ECLI:NL:RBZWB:2023:7473

Rechtbank Zeeland-West-Brabant

Datum uitspraak
30 oktober 2023
Publicatiedatum
30 oktober 2023
Zaaknummer
ZWB 22_3077
Instantie
Rechtbank Zeeland-West-Brabant
Type
Uitspraak
Procedures
  • Eerste aanleg - enkelvoudig
Rechters
Vindplaatsen
  • Rechtspraak.nl
AI samenvatting door LexboostAutomatisch gegenereerd

Beoordeling van de aftrekbaarheid van studiekosten in relatie tot een leningsovereenkomst

In deze uitspraak van de Rechtbank Zeeland-West-Brabant op 30 oktober 2023, wordt het beroep van belanghebbende tegen de uitspraak op bezwaar van de inspecteur van de Belastingdienst beoordeeld. De inspecteur had aan belanghebbende voor het jaar 2019 een aanslag in de inkomstenbelasting en premie volksverzekeringen opgelegd, gebaseerd op een belastbaar inkomen uit werk en woning van € 13.271. Belanghebbende had bezwaar gemaakt tegen deze aanslag, wat leidde tot een gedeeltelijke vermindering door de inspecteur. Hierop heeft belanghebbende beroep ingesteld.

De rechtbank behandelt de vraag of de aanslag naar een te hoog belastbaar inkomen is opgelegd en of belanghebbende recht heeft op een hoger bedrag aan persoonsgebonden aftrek. Belanghebbende stelt dat zij recht heeft op aftrek van studiekosten, die volgens haar zijn gemaakt in het kader van een leningsovereenkomst met haar ouders. De inspecteur betwist echter de kwalificatie van deze overeenkomst als een reële lening, aangezien er geen duidelijke afspraken zijn gemaakt over rente en aflossing, en het bedrag uiteindelijk door de ouders is kwijtgescholden.

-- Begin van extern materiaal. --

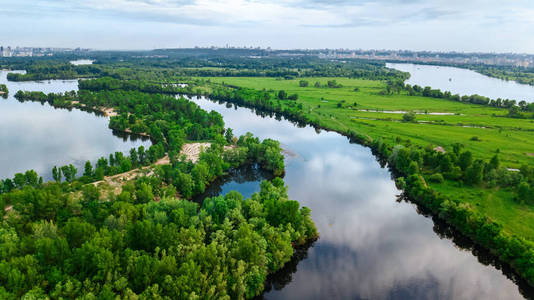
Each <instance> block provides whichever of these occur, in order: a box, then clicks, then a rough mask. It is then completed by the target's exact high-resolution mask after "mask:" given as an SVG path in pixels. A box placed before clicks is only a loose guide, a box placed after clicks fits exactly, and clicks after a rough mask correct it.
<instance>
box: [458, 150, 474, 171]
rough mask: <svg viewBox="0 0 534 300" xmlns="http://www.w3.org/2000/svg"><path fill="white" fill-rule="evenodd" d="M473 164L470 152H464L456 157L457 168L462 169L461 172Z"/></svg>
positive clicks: (466, 169)
mask: <svg viewBox="0 0 534 300" xmlns="http://www.w3.org/2000/svg"><path fill="white" fill-rule="evenodd" d="M472 163H473V155H472V154H471V152H470V151H465V152H462V154H460V156H459V157H458V166H459V167H460V168H461V169H462V171H465V170H467V168H469V167H470V166H471V164H472Z"/></svg>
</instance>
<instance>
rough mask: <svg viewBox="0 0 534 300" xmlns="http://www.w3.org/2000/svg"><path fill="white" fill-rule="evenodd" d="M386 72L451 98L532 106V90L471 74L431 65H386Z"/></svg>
mask: <svg viewBox="0 0 534 300" xmlns="http://www.w3.org/2000/svg"><path fill="white" fill-rule="evenodd" d="M386 66H387V67H388V68H393V69H397V70H399V71H403V72H409V73H410V75H411V76H410V78H409V79H408V80H406V83H408V84H411V85H415V84H417V85H419V86H422V87H425V86H430V87H432V88H435V89H440V90H442V91H450V92H451V93H453V94H460V95H461V96H463V95H473V94H478V95H481V96H485V97H489V98H491V99H497V98H501V99H513V100H517V102H519V101H521V100H525V101H526V102H534V86H531V85H526V84H520V83H517V82H515V81H506V80H502V79H498V78H492V77H488V76H486V75H482V74H480V73H477V72H475V71H472V70H468V69H461V68H454V67H443V66H434V65H418V64H408V63H387V64H386Z"/></svg>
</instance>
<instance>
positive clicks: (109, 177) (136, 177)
mask: <svg viewBox="0 0 534 300" xmlns="http://www.w3.org/2000/svg"><path fill="white" fill-rule="evenodd" d="M210 146H211V143H189V144H184V145H183V146H182V151H180V154H183V155H185V156H186V159H187V160H190V161H192V162H193V163H196V162H197V161H198V159H199V157H200V153H202V151H204V150H205V149H207V148H209V147H210ZM231 148H233V146H226V147H225V150H228V149H231ZM167 164H170V159H169V156H168V155H165V156H164V157H163V158H160V159H159V160H157V161H156V162H155V163H154V164H152V165H150V166H146V167H141V168H137V169H134V170H130V171H128V172H124V173H120V174H116V175H112V176H106V177H104V179H103V180H100V181H96V182H93V183H92V184H93V185H94V186H100V185H108V186H109V187H110V189H111V190H112V191H113V193H114V194H115V195H118V194H119V193H120V192H121V191H122V186H123V185H124V184H125V183H126V182H128V181H131V180H133V179H135V178H137V177H139V176H151V175H153V174H154V170H153V169H154V168H153V166H159V165H167Z"/></svg>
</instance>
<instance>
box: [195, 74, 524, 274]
mask: <svg viewBox="0 0 534 300" xmlns="http://www.w3.org/2000/svg"><path fill="white" fill-rule="evenodd" d="M211 80H217V79H214V78H211ZM313 80H317V79H313ZM323 80H324V79H323ZM219 81H224V82H228V83H232V85H235V86H239V85H240V84H242V85H243V86H247V87H251V86H254V88H257V89H258V90H259V87H262V86H263V87H265V88H267V89H268V88H273V84H277V85H284V87H285V88H286V91H289V92H293V91H294V92H300V94H299V100H298V101H296V103H294V102H292V101H278V102H277V103H278V106H276V105H273V106H267V103H264V105H258V103H257V101H256V102H254V101H252V100H251V99H247V98H246V97H242V96H241V95H239V96H237V97H235V98H232V96H230V95H231V94H228V93H227V94H226V95H225V96H224V97H220V96H222V95H221V90H219V91H218V92H217V96H218V97H217V96H216V97H214V98H215V99H220V100H226V101H229V102H233V103H236V104H239V105H244V106H249V107H255V108H257V109H261V110H266V111H271V112H279V113H281V114H282V115H284V116H286V117H288V118H290V119H292V120H295V121H298V122H301V123H308V124H311V125H314V126H315V127H317V128H323V129H327V130H334V131H337V132H339V133H341V134H343V135H346V136H348V137H349V138H351V139H352V140H354V141H357V142H359V143H361V144H364V145H367V146H370V147H372V148H373V149H374V151H375V153H376V154H377V155H378V157H379V158H380V159H381V160H383V161H387V160H388V159H389V158H390V155H391V151H392V150H393V146H394V145H395V144H398V143H401V144H405V143H406V142H407V140H408V139H409V140H410V143H412V144H413V143H414V140H417V143H416V144H424V145H425V146H427V145H428V144H429V141H428V140H426V139H425V138H426V137H427V136H429V135H433V138H432V139H431V140H430V141H438V142H437V143H435V144H434V145H436V144H437V145H440V146H442V147H445V148H446V149H447V151H450V152H452V151H453V149H452V144H453V142H451V141H448V138H452V140H453V141H455V142H458V141H459V140H464V139H459V138H458V136H454V135H452V137H451V132H448V130H444V131H443V132H442V133H439V134H438V133H437V132H436V131H433V132H429V131H430V130H429V131H425V130H422V128H421V127H415V126H421V125H418V124H417V125H416V124H411V123H409V122H407V123H406V122H405V123H399V124H401V125H402V126H407V127H411V128H413V133H414V134H410V135H409V138H408V139H406V138H402V137H401V139H400V140H399V139H398V137H399V135H401V136H402V132H403V131H402V130H399V131H398V128H392V127H391V126H389V128H387V129H388V131H389V132H388V135H385V136H384V137H382V138H381V136H380V133H381V132H379V133H377V132H376V129H377V127H378V125H377V124H373V126H371V124H366V125H368V126H369V127H367V126H358V125H360V124H358V123H353V122H350V121H349V122H347V120H346V119H344V118H342V117H340V115H339V114H338V113H336V111H338V112H340V113H341V114H342V112H346V111H347V110H346V109H343V106H344V105H350V104H351V103H352V101H353V100H347V98H348V97H347V96H346V94H347V93H348V92H352V93H353V95H354V92H353V89H354V85H352V86H347V87H346V88H345V90H344V91H343V92H344V93H345V96H344V97H343V98H341V97H339V93H341V92H338V90H333V93H334V94H333V95H332V94H330V93H326V92H325V91H324V90H322V91H321V93H320V94H318V93H317V92H316V94H315V95H311V94H304V93H302V89H299V87H298V81H292V82H291V81H290V80H288V81H275V79H272V80H271V79H265V78H258V79H251V78H235V79H232V78H223V79H219ZM347 81H349V80H346V81H343V83H344V84H347ZM266 82H267V83H271V85H269V84H266ZM247 83H248V84H247ZM288 86H290V87H291V88H290V87H288ZM358 88H359V90H360V91H361V90H362V87H361V86H359V87H358ZM273 89H276V90H277V89H278V87H275V88H273ZM205 91H206V94H207V95H208V96H212V97H213V96H214V94H212V93H211V92H210V91H212V90H210V87H207V89H206V90H205ZM312 91H313V90H312ZM244 94H246V92H244ZM327 94H329V95H327ZM249 95H252V94H251V93H249ZM357 96H358V95H357V94H356V96H353V97H352V98H353V99H354V98H355V100H356V101H357V102H359V103H360V102H361V103H364V104H365V103H366V102H365V99H364V98H363V97H357ZM326 97H329V98H330V99H332V98H333V97H339V98H337V100H336V101H332V102H333V103H332V105H331V107H329V108H328V110H327V111H326V112H327V113H325V111H324V110H323V111H321V108H323V105H324V104H323V105H321V104H319V103H321V101H324V99H326ZM383 98H384V101H388V102H392V101H393V99H395V100H396V102H395V103H396V105H397V106H402V105H403V104H404V105H406V103H405V102H404V101H399V99H402V98H398V97H395V96H391V97H388V96H384V97H383ZM321 99H323V100H321ZM334 99H335V98H334ZM341 99H343V100H345V101H343V102H342V100H341ZM349 99H350V98H349ZM375 99H376V98H375ZM388 99H389V100H388ZM404 99H405V100H406V101H408V100H412V103H410V104H411V105H413V104H414V103H413V101H415V102H419V104H421V103H424V102H423V100H425V101H426V103H427V104H428V102H430V103H435V104H439V105H441V106H443V105H445V106H449V105H455V106H459V107H460V108H465V109H466V110H467V111H469V110H471V109H481V110H484V109H487V108H479V106H476V105H466V104H462V103H458V104H452V102H446V101H443V100H441V101H440V100H436V101H434V100H432V99H417V97H413V98H410V97H406V98H404ZM275 103H276V102H275ZM316 103H318V104H316ZM323 103H324V102H323ZM338 103H341V109H340V108H339V107H337V104H338ZM344 103H346V104H344ZM359 103H358V105H360V104H359ZM295 104H300V107H299V108H297V109H292V108H295ZM410 104H408V105H410ZM416 104H417V103H416ZM316 105H321V106H320V107H317V106H316ZM382 106H384V104H382ZM311 107H314V109H313V110H308V109H307V108H311ZM383 109H389V110H397V109H398V108H397V107H393V108H389V107H386V108H383ZM316 111H319V112H320V113H318V114H315V115H314V114H313V112H316ZM351 111H352V110H351ZM440 111H444V110H440ZM469 115H473V114H469ZM440 117H444V118H445V117H450V116H440ZM454 117H455V116H454ZM423 126H424V125H423ZM386 127H388V126H386ZM367 128H369V129H367ZM399 128H400V127H399ZM463 130H475V128H464V129H463ZM477 130H481V129H477ZM404 132H405V131H404ZM469 132H470V133H467V134H469V135H470V134H472V132H473V131H469ZM478 132H480V131H477V133H478ZM417 133H420V135H421V136H422V137H420V136H417ZM486 136H487V135H486ZM390 137H391V138H390ZM465 140H467V141H469V138H465ZM472 144H473V145H474V146H475V147H473V148H475V149H477V147H476V146H478V145H477V144H476V143H472ZM504 144H505V143H504V139H503V143H502V145H504ZM499 146H500V145H499ZM466 149H469V150H471V149H472V148H471V143H469V145H466ZM477 150H478V151H480V152H485V155H486V156H487V157H491V155H495V152H493V154H490V153H491V152H490V151H487V150H484V149H483V148H480V147H478V149H477ZM473 152H474V151H473ZM488 152H489V153H488ZM501 153H502V152H501ZM477 154H478V153H477ZM523 155H524V153H523ZM512 156H513V155H512ZM524 156H525V157H526V156H527V155H524ZM503 161H504V160H503ZM392 167H394V165H392ZM394 168H395V167H394ZM396 173H397V174H399V177H403V180H402V181H404V184H406V185H405V186H404V188H405V189H407V191H408V194H409V195H410V196H411V198H412V199H414V200H415V201H417V202H419V203H420V204H421V205H423V206H425V207H428V208H429V209H431V210H432V211H433V213H434V214H435V215H437V216H439V217H440V218H443V219H444V220H445V221H447V222H448V223H450V224H451V225H453V226H454V227H455V228H457V229H458V230H459V231H460V232H462V233H463V234H465V235H466V236H469V237H470V238H471V239H473V240H474V241H476V242H477V243H478V244H480V245H481V246H483V247H485V248H487V249H489V250H491V251H492V252H493V253H494V254H496V255H497V256H499V257H500V258H501V260H502V261H503V262H507V263H508V264H510V266H511V267H512V268H513V269H514V270H515V271H516V272H517V273H518V274H521V276H522V277H523V278H525V279H526V280H529V282H530V283H531V284H532V278H529V276H530V275H529V274H530V273H529V272H531V270H534V268H533V267H529V266H528V264H525V260H526V261H528V258H526V257H525V255H527V256H528V255H530V252H529V251H526V250H525V251H521V250H520V249H522V248H521V247H526V248H525V249H532V248H531V247H532V244H531V242H529V241H526V240H524V239H522V238H520V237H519V238H518V237H517V236H516V235H519V236H522V237H524V238H526V237H529V236H532V233H531V230H530V228H531V227H530V226H526V225H525V224H524V223H525V222H532V217H531V216H530V215H529V214H531V213H532V212H531V210H530V209H528V207H529V206H528V204H521V203H517V202H515V201H514V200H513V199H514V197H513V196H510V195H513V193H512V192H511V191H509V190H508V191H507V190H506V189H498V188H497V189H495V188H481V187H476V186H473V187H472V186H468V185H466V186H464V187H463V188H460V189H457V190H458V191H472V192H473V194H477V197H473V198H470V197H464V195H461V194H460V195H459V194H458V193H457V190H454V193H447V191H446V190H441V194H440V193H437V192H436V188H435V187H436V186H437V184H435V183H427V182H426V180H425V179H424V178H423V177H422V176H421V175H419V176H418V177H417V178H419V179H414V178H411V179H409V180H408V178H409V176H407V174H405V173H404V171H403V170H401V171H400V172H399V170H396ZM422 175H424V176H430V174H424V173H423V174H422ZM420 180H422V181H420ZM419 183H420V184H421V185H420V186H419ZM401 185H403V184H401ZM480 191H484V194H482V195H480V194H478V193H479V192H480ZM468 194H469V193H468ZM481 196H482V197H481ZM488 197H489V199H491V201H483V200H485V199H487V198H488ZM450 198H452V199H454V201H452V200H449V199H450ZM481 200H482V201H481ZM475 201H476V202H475ZM495 201H498V202H500V203H502V204H500V205H495ZM442 205H446V206H447V210H442V209H440V208H441V206H442ZM493 208H495V209H496V210H492V209H493ZM525 208H527V210H526V211H525ZM518 213H519V214H518ZM458 215H462V216H463V217H459V218H458ZM488 216H489V218H488ZM519 216H521V217H519ZM470 218H471V221H470ZM473 220H479V221H477V222H475V223H473ZM496 220H497V221H498V222H499V223H501V224H503V225H504V226H501V225H498V224H497V223H495V221H496ZM502 227H504V229H501V228H502ZM477 228H484V229H485V230H486V229H488V228H491V229H490V230H489V232H479V231H478V230H479V229H477ZM488 234H489V236H490V237H491V238H489V239H488ZM497 241H498V242H497ZM517 245H522V246H519V248H518V246H517ZM511 248H515V249H514V250H513V252H514V253H513V255H509V254H508V255H507V254H505V253H506V252H507V251H511V250H510V249H511ZM506 249H508V250H506ZM518 249H519V250H518Z"/></svg>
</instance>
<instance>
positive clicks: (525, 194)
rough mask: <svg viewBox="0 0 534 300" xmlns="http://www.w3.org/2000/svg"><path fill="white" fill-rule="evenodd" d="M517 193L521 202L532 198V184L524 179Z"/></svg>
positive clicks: (522, 201)
mask: <svg viewBox="0 0 534 300" xmlns="http://www.w3.org/2000/svg"><path fill="white" fill-rule="evenodd" d="M517 195H518V197H519V201H521V202H523V201H528V200H530V198H531V193H530V185H529V184H528V183H527V182H525V181H522V182H521V183H520V184H519V186H518V188H517Z"/></svg>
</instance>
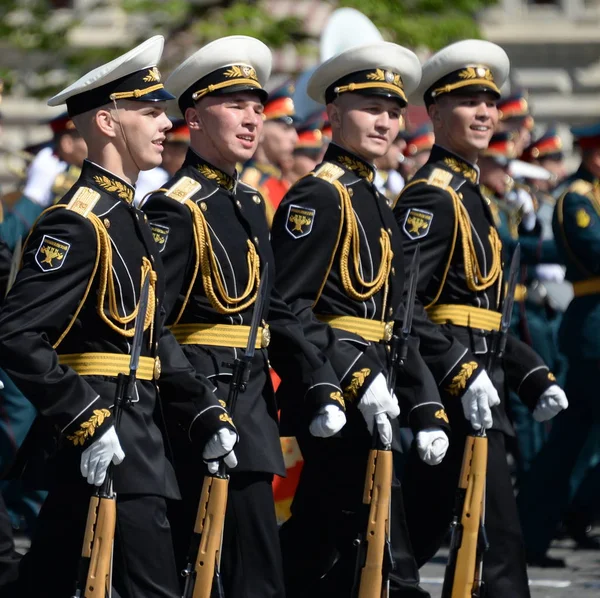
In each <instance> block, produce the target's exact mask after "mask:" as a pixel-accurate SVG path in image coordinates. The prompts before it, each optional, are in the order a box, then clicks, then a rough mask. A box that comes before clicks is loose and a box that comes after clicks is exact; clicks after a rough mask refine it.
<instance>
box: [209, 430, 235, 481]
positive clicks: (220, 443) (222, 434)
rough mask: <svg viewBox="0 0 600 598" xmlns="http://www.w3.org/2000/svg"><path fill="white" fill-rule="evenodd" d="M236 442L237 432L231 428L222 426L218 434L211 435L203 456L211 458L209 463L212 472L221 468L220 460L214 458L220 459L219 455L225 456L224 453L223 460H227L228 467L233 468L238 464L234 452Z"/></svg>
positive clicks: (210, 472) (217, 432)
mask: <svg viewBox="0 0 600 598" xmlns="http://www.w3.org/2000/svg"><path fill="white" fill-rule="evenodd" d="M236 442H237V434H236V433H235V432H234V431H233V430H230V429H229V428H221V429H220V430H218V431H217V433H216V434H213V435H212V436H211V438H210V439H209V441H208V442H207V443H206V446H205V447H204V450H203V451H202V458H203V459H204V460H205V461H209V459H211V461H209V462H208V463H207V465H208V471H210V473H217V471H218V470H219V462H218V461H213V460H212V459H219V457H223V456H224V455H225V457H224V458H223V461H225V465H227V467H229V468H233V467H235V466H236V465H237V457H236V456H235V453H234V452H233V447H234V446H235V443H236Z"/></svg>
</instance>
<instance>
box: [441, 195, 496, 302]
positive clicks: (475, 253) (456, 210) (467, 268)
mask: <svg viewBox="0 0 600 598" xmlns="http://www.w3.org/2000/svg"><path fill="white" fill-rule="evenodd" d="M447 190H448V191H449V192H450V195H452V201H453V202H454V209H455V213H456V218H457V220H458V226H459V229H460V233H461V242H462V249H463V260H464V267H465V278H466V281H467V286H468V287H469V290H471V291H485V290H486V289H489V288H490V287H491V286H492V285H494V284H496V283H498V289H499V290H500V287H501V286H502V241H501V240H500V237H499V235H498V231H497V230H496V228H495V227H494V226H490V232H489V234H488V241H489V243H490V247H491V249H492V264H491V266H490V268H489V270H488V274H487V276H486V275H484V274H483V272H482V270H481V266H480V265H479V260H478V259H477V253H476V251H475V244H474V243H473V234H472V232H471V218H470V217H469V212H468V211H467V208H465V206H464V205H463V203H462V201H460V198H459V197H458V195H457V193H456V191H454V189H452V188H451V187H448V188H447Z"/></svg>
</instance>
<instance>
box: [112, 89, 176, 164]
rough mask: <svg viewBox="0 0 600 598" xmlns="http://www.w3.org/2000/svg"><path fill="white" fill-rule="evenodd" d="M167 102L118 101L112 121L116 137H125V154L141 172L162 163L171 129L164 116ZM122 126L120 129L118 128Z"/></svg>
mask: <svg viewBox="0 0 600 598" xmlns="http://www.w3.org/2000/svg"><path fill="white" fill-rule="evenodd" d="M166 108H167V105H166V102H133V101H128V100H124V101H121V102H119V110H118V114H116V113H115V111H114V110H113V111H112V112H113V114H114V118H115V120H117V123H118V121H119V120H120V121H121V126H118V124H117V126H116V127H115V130H116V131H117V135H119V136H122V135H123V133H124V134H125V139H124V140H123V141H124V145H125V146H126V147H125V151H128V152H129V153H130V154H131V157H132V158H133V161H134V163H135V164H136V166H137V167H138V168H139V169H140V170H150V169H152V168H156V167H157V166H160V165H161V163H162V152H163V142H164V140H165V133H166V132H167V131H168V130H169V129H170V128H171V127H172V126H173V125H172V124H171V121H170V120H169V118H168V117H167V115H166V113H165V110H166ZM121 127H122V128H121Z"/></svg>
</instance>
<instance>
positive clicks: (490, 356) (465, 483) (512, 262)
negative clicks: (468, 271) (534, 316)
mask: <svg viewBox="0 0 600 598" xmlns="http://www.w3.org/2000/svg"><path fill="white" fill-rule="evenodd" d="M520 258H521V247H520V245H517V247H516V248H515V252H514V253H513V257H512V260H511V263H510V271H509V276H508V286H507V290H506V295H505V297H504V302H503V305H502V319H501V321H500V330H499V331H498V333H496V334H495V335H494V337H493V338H492V343H491V347H490V350H489V351H488V354H487V360H486V369H487V371H488V372H489V374H490V378H491V376H492V372H493V371H494V367H495V365H496V363H497V362H498V360H499V359H501V358H502V355H503V354H504V351H505V349H506V338H507V335H508V329H509V327H510V321H511V316H512V309H513V304H514V298H515V288H516V286H517V278H518V274H519V268H520ZM487 448H488V447H487V437H486V434H485V430H484V429H481V430H480V431H479V432H478V433H477V434H475V435H469V436H467V439H466V442H465V452H464V456H463V462H462V467H461V471H460V478H459V481H458V489H457V491H456V498H455V504H454V516H453V518H452V523H451V524H450V530H451V541H450V554H449V556H448V564H447V565H446V573H445V575H444V585H443V587H442V598H481V597H482V596H483V595H484V591H485V588H484V584H483V555H484V553H485V551H486V550H487V549H488V548H489V544H488V541H487V535H486V532H485V479H486V474H487Z"/></svg>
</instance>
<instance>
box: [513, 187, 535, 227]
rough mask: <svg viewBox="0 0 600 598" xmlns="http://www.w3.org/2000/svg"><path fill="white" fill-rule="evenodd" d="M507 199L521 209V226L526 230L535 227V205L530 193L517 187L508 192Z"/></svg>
mask: <svg viewBox="0 0 600 598" xmlns="http://www.w3.org/2000/svg"><path fill="white" fill-rule="evenodd" d="M508 199H509V201H512V203H513V204H514V205H515V206H516V207H517V208H519V209H520V210H521V214H522V220H521V223H522V224H523V228H525V230H526V231H531V230H533V228H534V227H535V222H536V216H535V205H534V203H533V198H532V197H531V194H530V193H528V192H527V191H526V190H525V189H522V188H518V189H516V190H515V191H514V192H513V193H510V194H509V197H508Z"/></svg>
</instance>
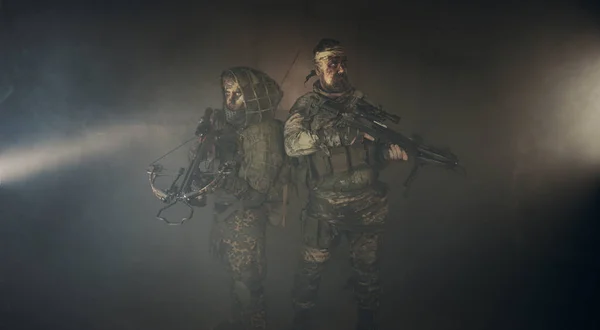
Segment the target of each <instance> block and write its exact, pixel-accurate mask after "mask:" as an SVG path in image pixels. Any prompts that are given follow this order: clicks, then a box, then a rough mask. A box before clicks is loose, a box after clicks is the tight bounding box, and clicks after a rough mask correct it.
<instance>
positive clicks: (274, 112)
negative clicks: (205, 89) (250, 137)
mask: <svg viewBox="0 0 600 330" xmlns="http://www.w3.org/2000/svg"><path fill="white" fill-rule="evenodd" d="M230 79H233V80H234V81H235V82H236V83H237V84H238V85H239V88H240V90H241V93H242V102H243V107H242V109H240V110H238V111H232V110H229V109H228V108H227V107H226V106H224V107H223V108H224V109H225V113H226V117H227V120H228V121H229V122H232V123H238V124H240V123H242V122H243V124H244V125H250V124H252V123H258V122H260V121H261V120H263V119H264V118H273V117H274V114H275V110H277V106H278V105H279V102H280V101H281V99H282V98H283V92H282V91H281V89H280V87H279V85H278V84H277V82H275V81H274V80H273V79H272V78H271V77H269V76H268V75H267V74H265V73H264V72H262V71H258V70H255V69H252V68H249V67H234V68H230V69H227V70H225V71H223V73H222V74H221V81H222V82H223V83H224V81H225V80H230ZM242 116H243V117H244V118H241V117H242Z"/></svg>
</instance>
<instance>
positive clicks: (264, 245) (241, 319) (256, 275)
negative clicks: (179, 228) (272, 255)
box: [211, 208, 266, 330]
mask: <svg viewBox="0 0 600 330" xmlns="http://www.w3.org/2000/svg"><path fill="white" fill-rule="evenodd" d="M265 231H266V216H265V212H264V210H263V209H262V208H260V209H252V210H244V211H241V210H240V211H236V212H235V213H233V214H231V215H230V216H228V217H227V218H225V219H220V218H219V214H216V217H215V222H214V223H213V228H212V231H211V252H212V253H213V254H216V255H217V256H218V257H219V258H220V259H221V260H222V261H223V262H224V264H225V265H226V268H227V270H228V271H229V273H230V274H231V294H232V300H233V306H232V316H233V319H234V321H235V322H236V323H240V324H241V325H242V326H243V328H244V329H245V330H255V329H256V330H258V329H260V330H264V329H266V306H265V295H264V289H263V280H264V278H265V272H266V258H265Z"/></svg>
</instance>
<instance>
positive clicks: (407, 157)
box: [363, 133, 408, 161]
mask: <svg viewBox="0 0 600 330" xmlns="http://www.w3.org/2000/svg"><path fill="white" fill-rule="evenodd" d="M363 136H364V137H365V139H367V140H371V141H374V140H375V139H374V138H373V137H372V136H371V135H369V134H367V133H363ZM386 158H387V159H389V160H404V161H406V160H408V154H407V153H406V151H405V150H404V149H402V148H400V146H399V145H397V144H392V145H391V146H390V149H389V150H388V153H387V157H386Z"/></svg>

De rechtbank concludeert dat de overeenkomst niet kan worden gekwalificeerd als een volwaardige leningsovereenkomst. Hierdoor zijn de kosten van het collegegeld niet op belanghebbende gedrukt, en heeft zij geen recht op de gevraagde aftrek. Het beroep van belanghebbende wordt ongegrond verklaard, wat betekent dat de aanslag in stand blijft. Belanghebbende krijgt geen griffierecht terug en ook geen vergoeding van proceskosten.

Uitspraak

RECHTBANK ZEELAND-WEST-BRABANT
Zittingsplaats Breda
Belastingrecht
zaaknummer: BRE 22/3077

uitspraak van de enkelvoudige kamer van 30 oktober 2023 in de zaak tussen

[belanghebbende] , uit [plaats] , belanghebbende,

en

de inspecteur van de Belastingdienst, de inspecteur.

Inleiding

1. In deze uitspraak beoordeelt de rechtbank het beroep van belanghebbende tegen de uitspraak op bezwaar van de inspecteur van 2 juni 2022.
1.1.
De inspecteur heeft aan belanghebbende voor het jaar 2019 een aanslag in de inkomstenbelasting en premie volksverzekeringen (IB/PVV) opgelegd naar een belastbaar inkomen uit werk en woning van € 13.271. Gelijktijdig met het vaststellen van de aanslag heeft de inspecteur € 68 belastingrente in rekening gebracht.
1.2.
Belanghebbende heeft bezwaar gemaakt tegen de aanslag. De inspecteur heeft dat bezwaar (deels) gegrond verklaard en de aanslag verminderd.
1.3.
Hiertegen heeft belanghebbende beroep ingesteld. De inspecteur heeft op het beroep gereageerd met een verweerschrift.
1.4.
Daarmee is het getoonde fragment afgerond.